🤖 AI Summary
This study investigates whether state-of-the-art vision-language models (VLMs) exhibit human-like robustness in visual word recognition under “visible but unreadable” distortions—such as character splitting, fusion, and partial occlusion—that challenge symbolic segmentation, composition, and binding.
Method: We introduce the first cross-script, psychophysics-inspired benchmark, generating controlled adversarial text stimuli via glyph segmentation, recombination, and superposition; it incorporates multilingual evaluation, structured prompting, and a rigorous quantitative assessment protocol.

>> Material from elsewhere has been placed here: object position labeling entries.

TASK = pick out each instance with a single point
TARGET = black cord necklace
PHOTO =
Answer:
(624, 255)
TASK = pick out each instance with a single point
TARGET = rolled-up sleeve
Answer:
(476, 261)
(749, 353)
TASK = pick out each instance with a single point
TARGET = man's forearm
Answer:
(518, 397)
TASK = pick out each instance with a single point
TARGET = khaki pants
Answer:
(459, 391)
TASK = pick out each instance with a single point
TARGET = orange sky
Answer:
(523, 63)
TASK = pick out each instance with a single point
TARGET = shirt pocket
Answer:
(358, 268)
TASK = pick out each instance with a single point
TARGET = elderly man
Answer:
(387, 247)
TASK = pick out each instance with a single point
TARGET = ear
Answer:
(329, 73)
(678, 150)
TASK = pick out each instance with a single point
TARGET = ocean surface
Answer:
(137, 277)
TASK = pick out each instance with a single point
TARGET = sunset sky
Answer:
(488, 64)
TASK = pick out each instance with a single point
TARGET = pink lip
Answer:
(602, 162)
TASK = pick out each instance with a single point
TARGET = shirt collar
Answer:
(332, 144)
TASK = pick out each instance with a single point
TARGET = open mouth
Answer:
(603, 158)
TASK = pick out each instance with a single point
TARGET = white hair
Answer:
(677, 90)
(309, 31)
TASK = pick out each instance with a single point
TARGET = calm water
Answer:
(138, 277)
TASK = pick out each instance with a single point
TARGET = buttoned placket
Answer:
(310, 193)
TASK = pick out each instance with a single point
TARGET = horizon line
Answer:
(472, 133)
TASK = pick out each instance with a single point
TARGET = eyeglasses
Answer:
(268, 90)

Results: Experiments reveal a precipitous performance drop for current VLMs on distorted text, with highly incoherent outputs—exposing their lack of structural priors for symbolic composition and binding, and overreliance on low-level visual invariances. This work provides the first systematic characterization of the cognitive gap in VLMs’ text readability, establishing a novel benchmark and theoretical foundation for modeling symbolic segmentation, composition, and binding mechanisms.
📝 Abstract
Writing is a universal cultural technology that reuses vision for symbolic communication. Humans display striking resilience: we readily recognize words even when characters are fragmented, fused, or partially occluded. This paper investigates whether advanced vision language models (VLMs) share this resilience. We construct two psychophysics inspired benchmarks across distinct writing systems, Chinese logographs and English alphabetic words, by splicing, recombining, and overlaying glyphs to yield ''visible but unreadable'' stimuli for models while remaining legible to humans. Despite strong performance on clean text, contemporary VLMs show a severe drop under these perturbations, frequently producing unrelated or incoherent outputs. The pattern suggests a structural limitation: models heavily leverage generic visual invariances but under rely on compositional priors needed for robust literacy. We release stimuli generation code, prompts, and evaluation protocols to facilitate transparent replication and follow up work. Our findings motivate architectures and training strategies that encode symbol segmentation, composition, and binding across scripts, and they delineate concrete challenges for deploying multimodal systems in education, accessibility, cultural heritage, and security.